Nobody wants that more than Kerr, who has tried nearly everything any respectable specialist has recommended. So far, there has been no miracle.

So Kerr forges ahead, getting his Warriors fix by being around the group. By meeting with coaches and players. By meeting with general manager Bob Myers. Kerr was with the Warriors throughout their stay in San Antonio. He was at practices and shootarounds, sometimes on the floor and sometimes sitting in the stands observing from afar.

“I need to be around the guys,” he said. “I don’t want to miss this. Just being in the locker room, being able to talk to the guys means a lot to me. I’m thrilled for them. It’s fun to see how happy they are with three straight trips to The Finals. It’s pretty incredible.”

Kerr has been with the team for at least a few hours every day since May 10, less than a week after his procedure at Duke.

Kerr’s presence has been invaluable, both physically and psychologically, according to staff and players.

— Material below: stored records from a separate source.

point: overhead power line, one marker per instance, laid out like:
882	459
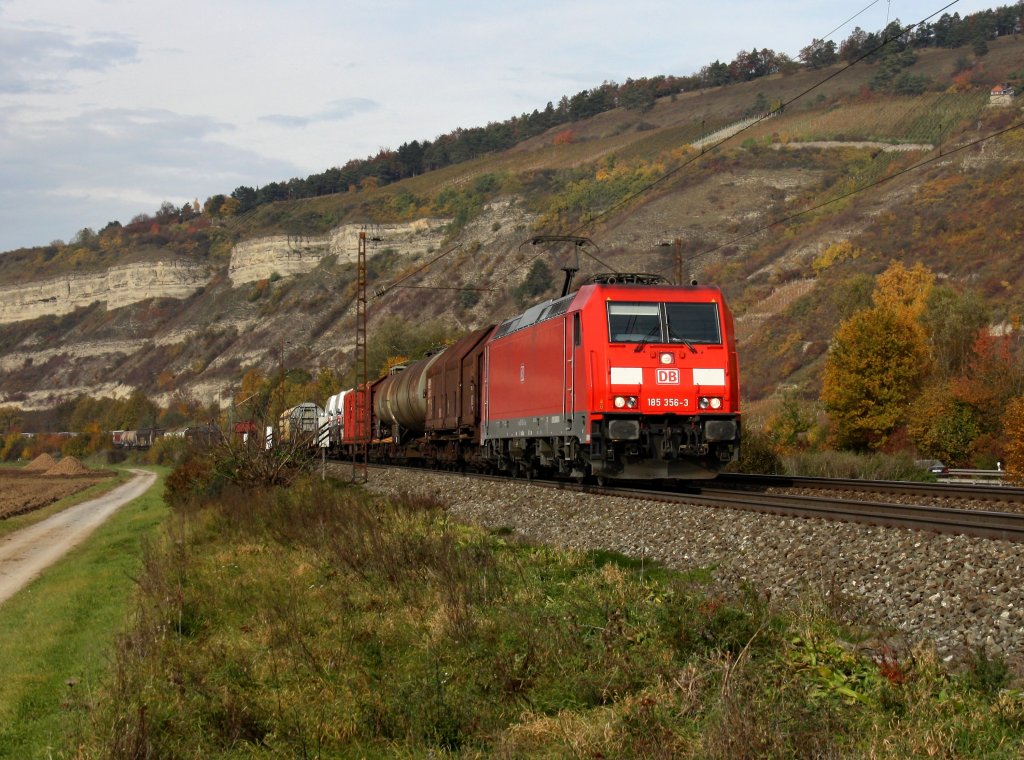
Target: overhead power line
882	180
672	172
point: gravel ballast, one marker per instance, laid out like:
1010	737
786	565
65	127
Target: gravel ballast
958	592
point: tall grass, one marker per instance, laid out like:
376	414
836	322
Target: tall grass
315	621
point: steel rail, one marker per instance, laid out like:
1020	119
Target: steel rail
957	491
972	522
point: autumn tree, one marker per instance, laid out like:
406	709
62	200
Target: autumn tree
953	321
877	364
1013	425
903	290
990	378
944	427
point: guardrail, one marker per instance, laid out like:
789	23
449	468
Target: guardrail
991	477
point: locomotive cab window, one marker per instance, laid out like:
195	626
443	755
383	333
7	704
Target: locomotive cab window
693	323
631	323
664	323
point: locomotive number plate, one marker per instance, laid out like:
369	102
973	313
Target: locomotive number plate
668	403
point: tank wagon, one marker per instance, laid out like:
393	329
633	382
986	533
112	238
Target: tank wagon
629	377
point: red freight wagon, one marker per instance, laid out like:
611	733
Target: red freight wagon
620	379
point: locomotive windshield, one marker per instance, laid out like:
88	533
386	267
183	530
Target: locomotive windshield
664	323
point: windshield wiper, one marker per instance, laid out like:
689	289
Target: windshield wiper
648	336
681	339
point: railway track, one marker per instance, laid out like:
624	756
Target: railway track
975	522
740	492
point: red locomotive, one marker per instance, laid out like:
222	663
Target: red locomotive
629	377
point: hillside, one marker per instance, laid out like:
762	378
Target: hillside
198	302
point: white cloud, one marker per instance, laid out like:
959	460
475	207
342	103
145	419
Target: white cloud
107	106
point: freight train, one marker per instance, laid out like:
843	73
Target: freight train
629	377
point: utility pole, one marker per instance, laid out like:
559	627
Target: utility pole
361	410
678	244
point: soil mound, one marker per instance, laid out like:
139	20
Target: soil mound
68	466
41	463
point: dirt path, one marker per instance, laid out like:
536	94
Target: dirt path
26	553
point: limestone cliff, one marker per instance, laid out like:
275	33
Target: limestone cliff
119	286
285	255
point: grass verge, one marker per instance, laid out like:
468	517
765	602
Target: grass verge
56	634
318	621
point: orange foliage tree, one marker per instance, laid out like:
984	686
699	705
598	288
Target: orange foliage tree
877	364
1013	424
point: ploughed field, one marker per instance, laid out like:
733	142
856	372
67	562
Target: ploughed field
23	492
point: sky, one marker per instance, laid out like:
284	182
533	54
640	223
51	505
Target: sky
111	108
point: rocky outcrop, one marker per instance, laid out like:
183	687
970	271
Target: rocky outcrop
119	286
286	255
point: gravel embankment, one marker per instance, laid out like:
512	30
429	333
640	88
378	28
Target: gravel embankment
958	592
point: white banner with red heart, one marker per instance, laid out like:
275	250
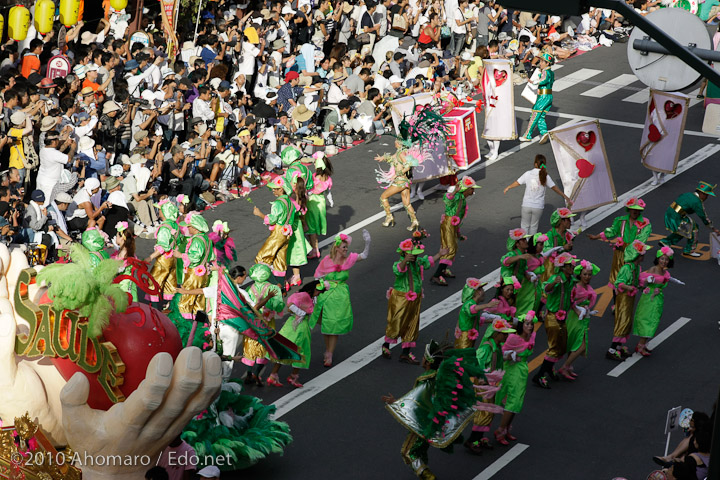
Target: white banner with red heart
663	132
582	162
499	101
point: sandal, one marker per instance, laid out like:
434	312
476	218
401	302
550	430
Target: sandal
409	359
293	380
439	281
273	380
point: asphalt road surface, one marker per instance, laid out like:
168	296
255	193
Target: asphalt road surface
598	427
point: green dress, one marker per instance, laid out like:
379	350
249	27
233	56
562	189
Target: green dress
316	216
650	307
514	383
333	309
578	329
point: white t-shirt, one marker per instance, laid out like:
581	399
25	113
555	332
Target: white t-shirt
534	191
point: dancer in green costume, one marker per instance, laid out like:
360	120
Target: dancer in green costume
333	309
516	351
578	318
543	102
679	222
652	301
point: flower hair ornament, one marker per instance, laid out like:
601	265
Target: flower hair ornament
343	238
635	203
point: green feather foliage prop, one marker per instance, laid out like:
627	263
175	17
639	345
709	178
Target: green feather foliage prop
90	291
454	390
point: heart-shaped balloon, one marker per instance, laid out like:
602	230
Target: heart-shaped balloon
586	140
585	168
672	109
654	134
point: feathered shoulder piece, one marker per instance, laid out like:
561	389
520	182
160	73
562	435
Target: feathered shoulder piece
90	291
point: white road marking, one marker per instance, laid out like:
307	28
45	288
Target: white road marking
639	97
362	358
611	86
574	78
502	462
612	122
661	337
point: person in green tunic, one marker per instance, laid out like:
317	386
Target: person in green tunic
652	301
333	309
266	298
490	359
298	246
543	102
471	316
515	264
297	329
625	230
405	298
626	289
516	350
197	259
578	320
558	289
439	407
316	215
679	222
455	211
93	240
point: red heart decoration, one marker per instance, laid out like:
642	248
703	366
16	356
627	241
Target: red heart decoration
654	134
585	168
586	140
672	109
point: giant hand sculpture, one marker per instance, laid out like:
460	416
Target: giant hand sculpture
143	424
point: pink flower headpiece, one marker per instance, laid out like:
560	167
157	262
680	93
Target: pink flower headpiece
517	234
343	238
641	247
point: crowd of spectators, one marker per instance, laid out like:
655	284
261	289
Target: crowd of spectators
132	123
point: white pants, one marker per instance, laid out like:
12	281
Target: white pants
231	339
530	219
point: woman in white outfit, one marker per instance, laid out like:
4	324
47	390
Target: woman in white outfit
535	181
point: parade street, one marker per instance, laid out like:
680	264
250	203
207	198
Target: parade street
609	422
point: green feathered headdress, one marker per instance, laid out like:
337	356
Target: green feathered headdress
425	126
90	291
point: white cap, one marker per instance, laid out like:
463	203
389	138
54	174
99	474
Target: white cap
209	472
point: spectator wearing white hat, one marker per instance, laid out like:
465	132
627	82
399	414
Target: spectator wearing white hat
20	130
53	161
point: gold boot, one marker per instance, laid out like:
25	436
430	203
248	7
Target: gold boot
414	224
389	219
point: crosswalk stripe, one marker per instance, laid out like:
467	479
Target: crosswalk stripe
611	86
640	97
574	78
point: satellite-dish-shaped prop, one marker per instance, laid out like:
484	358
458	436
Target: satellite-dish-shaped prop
654	65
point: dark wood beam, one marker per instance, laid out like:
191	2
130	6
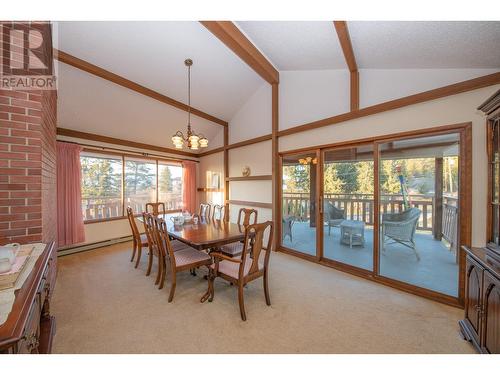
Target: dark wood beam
229	34
456	88
345	43
124	82
121	142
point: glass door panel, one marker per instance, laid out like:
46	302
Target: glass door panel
419	211
348	206
299	187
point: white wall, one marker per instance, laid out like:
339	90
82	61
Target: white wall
449	110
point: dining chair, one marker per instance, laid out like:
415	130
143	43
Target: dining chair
244	219
204	210
178	261
250	266
154	208
140	240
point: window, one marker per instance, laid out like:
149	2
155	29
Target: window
170	186
106	179
101	186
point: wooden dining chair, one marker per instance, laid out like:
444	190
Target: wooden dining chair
251	265
177	261
154	208
204	210
140	240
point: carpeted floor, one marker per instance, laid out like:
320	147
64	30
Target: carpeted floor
104	305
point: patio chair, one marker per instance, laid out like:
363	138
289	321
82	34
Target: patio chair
334	216
400	228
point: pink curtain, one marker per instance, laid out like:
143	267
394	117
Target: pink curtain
70	228
189	185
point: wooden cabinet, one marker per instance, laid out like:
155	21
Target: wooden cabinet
29	329
481	324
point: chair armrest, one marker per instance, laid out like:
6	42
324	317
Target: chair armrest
224	257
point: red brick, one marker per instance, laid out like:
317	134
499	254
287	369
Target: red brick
24	118
12	155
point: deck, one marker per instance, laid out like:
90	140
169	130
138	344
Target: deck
436	270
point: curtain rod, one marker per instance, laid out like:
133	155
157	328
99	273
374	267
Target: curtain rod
146	154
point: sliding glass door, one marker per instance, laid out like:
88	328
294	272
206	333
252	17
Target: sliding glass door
348	205
299	194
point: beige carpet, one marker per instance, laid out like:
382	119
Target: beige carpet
104	305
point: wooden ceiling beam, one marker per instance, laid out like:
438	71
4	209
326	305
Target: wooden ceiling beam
345	43
124	82
229	34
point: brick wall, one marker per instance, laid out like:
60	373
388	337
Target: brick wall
27	165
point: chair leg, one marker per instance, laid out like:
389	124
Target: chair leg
139	254
172	287
266	289
133	251
241	302
150	263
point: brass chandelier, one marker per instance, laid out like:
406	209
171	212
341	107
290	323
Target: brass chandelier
192	140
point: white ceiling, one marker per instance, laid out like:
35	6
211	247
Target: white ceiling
153	53
296	45
312	45
425	44
90	104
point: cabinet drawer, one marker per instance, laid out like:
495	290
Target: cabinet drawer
30	341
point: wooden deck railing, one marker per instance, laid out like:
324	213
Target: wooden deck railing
361	207
109	207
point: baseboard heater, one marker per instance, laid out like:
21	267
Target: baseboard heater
91	246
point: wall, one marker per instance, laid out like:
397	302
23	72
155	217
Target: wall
27	163
449	110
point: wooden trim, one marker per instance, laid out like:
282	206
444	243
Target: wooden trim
345	43
124	82
210	152
122	142
209	190
250	178
252	141
386	138
229	34
456	88
250	203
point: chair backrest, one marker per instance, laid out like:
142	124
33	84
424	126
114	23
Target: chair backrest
149	228
154	208
219	212
247	213
133	225
204	210
254	244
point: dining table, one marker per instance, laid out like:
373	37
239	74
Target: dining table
206	234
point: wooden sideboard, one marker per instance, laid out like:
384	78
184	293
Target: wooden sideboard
481	324
29	329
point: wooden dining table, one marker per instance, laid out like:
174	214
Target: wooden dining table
207	234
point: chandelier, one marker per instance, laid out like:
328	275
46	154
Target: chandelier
308	160
192	140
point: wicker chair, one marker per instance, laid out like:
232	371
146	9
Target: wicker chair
400	228
333	215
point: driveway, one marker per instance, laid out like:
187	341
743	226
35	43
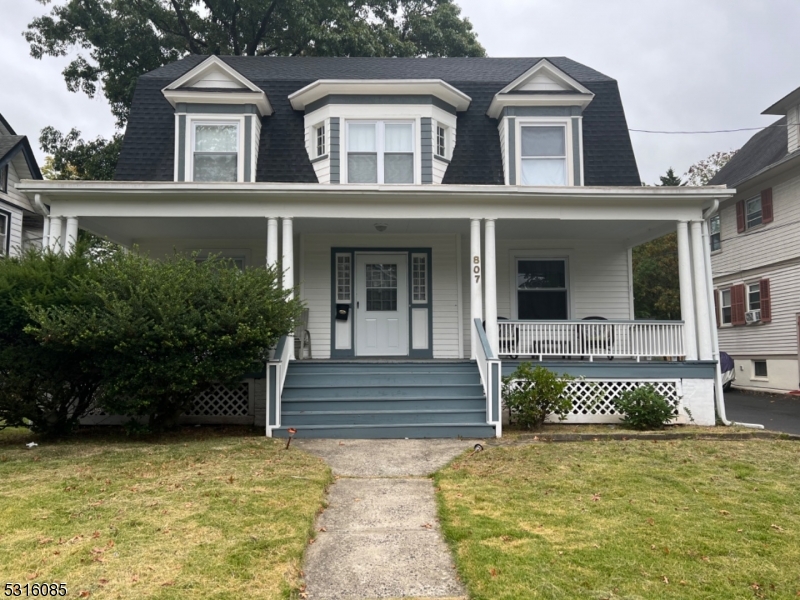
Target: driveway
774	412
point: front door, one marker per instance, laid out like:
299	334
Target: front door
381	317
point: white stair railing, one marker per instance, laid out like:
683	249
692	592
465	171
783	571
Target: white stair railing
490	369
590	339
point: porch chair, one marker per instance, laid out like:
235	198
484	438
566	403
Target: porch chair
302	337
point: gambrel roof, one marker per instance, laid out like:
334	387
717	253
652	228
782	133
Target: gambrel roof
149	146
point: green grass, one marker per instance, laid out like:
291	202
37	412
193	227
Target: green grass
636	519
202	513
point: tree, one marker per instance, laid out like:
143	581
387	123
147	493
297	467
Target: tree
70	157
703	171
128	38
670	179
165	331
47	389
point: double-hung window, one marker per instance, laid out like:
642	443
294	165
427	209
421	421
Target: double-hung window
542	289
543	155
715	237
725	307
754	296
380	152
753	212
215	151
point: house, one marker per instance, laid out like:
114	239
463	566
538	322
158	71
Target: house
20	221
442	220
755	255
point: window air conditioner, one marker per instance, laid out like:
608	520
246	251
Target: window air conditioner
752	316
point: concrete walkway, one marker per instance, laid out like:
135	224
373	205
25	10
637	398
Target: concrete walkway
379	536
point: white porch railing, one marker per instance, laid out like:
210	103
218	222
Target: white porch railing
590	339
491	378
276	375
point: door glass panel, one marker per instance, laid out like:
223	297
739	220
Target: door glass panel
381	284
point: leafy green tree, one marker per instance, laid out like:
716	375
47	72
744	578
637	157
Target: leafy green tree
70	157
46	389
164	331
670	179
127	38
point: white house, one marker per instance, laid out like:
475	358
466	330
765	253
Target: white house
20	222
410	201
756	254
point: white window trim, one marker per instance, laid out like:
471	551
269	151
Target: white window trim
753	376
379	145
566	122
517	255
447	144
314	139
202	119
722	323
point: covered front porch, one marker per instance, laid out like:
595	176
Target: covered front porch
393	275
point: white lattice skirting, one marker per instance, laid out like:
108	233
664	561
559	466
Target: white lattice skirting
217	405
593	399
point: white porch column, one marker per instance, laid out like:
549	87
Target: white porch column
490	285
56	241
687	293
288	271
704	348
272	242
476	282
46	233
71	235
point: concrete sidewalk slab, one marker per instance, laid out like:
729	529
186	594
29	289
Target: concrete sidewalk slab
379	505
385	458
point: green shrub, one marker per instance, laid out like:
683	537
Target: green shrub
166	330
532	393
48	389
644	408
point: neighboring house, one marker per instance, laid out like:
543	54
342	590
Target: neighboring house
408	202
756	254
20	222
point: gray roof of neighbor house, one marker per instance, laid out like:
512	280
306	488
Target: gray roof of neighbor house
766	149
148	148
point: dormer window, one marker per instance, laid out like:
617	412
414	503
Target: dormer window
543	155
380	152
320	136
215	155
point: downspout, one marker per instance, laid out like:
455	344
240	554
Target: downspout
718	394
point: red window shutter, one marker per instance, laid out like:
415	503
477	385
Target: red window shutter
766	206
766	301
737	305
740	225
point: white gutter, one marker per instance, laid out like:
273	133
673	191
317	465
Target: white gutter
718	392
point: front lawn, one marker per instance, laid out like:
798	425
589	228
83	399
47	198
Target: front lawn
635	519
203	513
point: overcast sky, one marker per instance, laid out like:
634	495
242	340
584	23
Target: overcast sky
681	65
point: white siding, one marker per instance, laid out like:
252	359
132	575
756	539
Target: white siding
316	284
599	281
769	244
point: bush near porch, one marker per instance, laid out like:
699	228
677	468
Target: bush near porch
636	519
200	513
128	334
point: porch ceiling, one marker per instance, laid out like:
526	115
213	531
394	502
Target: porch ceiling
127	230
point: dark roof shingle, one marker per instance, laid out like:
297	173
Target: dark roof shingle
148	148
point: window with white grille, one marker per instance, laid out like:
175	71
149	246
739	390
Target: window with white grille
419	278
344	278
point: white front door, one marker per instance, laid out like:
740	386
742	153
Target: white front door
381	304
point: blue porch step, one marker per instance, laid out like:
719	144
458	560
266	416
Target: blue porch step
384	399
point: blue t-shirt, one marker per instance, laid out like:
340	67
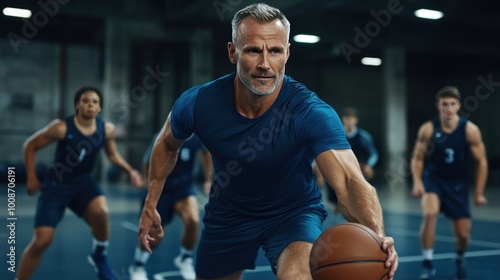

“Coach just empowers everybody,” Kevin Durant said. “His message is still the same. Even when he wasn't there in the Utah series, you could still feel his presence. That's what great leaders do.”

Participation, making himself feel useful, is one form of therapy that gives Kerr a semi-satisfying break from the misery.

“He watches film, and he watches the game,” Brown said. “So he gives his perspective from where he is. He gives insight on what we should be doing going forward, what he felt we could have done better, what we did that was good. So he just gives his input, mainly. He addresses the team every once in a while. He doesn't always do that, but he'll address the team from time to time.”

There was some belief that Kerr could return to full-time coaching within a week or so after the procedure, for which he declined to provide details. Warriors CEO Joe Lacob expressed hope Kerr might return “sooner rather than later.” Had it been as successful as Kerr and the doctors hoped, he would have.

That was May 5. Kerr announced he was stepping aside on April 23. As of Wednesday, he was been on leave for a full month.

Asked if he plans to travel during the NBA Finals, Kerr said he hopes so: “It’s like a month away,” he said, exaggerating the nine-day layoff.

He’d rather say with certainty that, yes, he will be accompanying the team because, after all, he’s the head coach.

And he will say that, the moment his body tells him it’s OK to do so.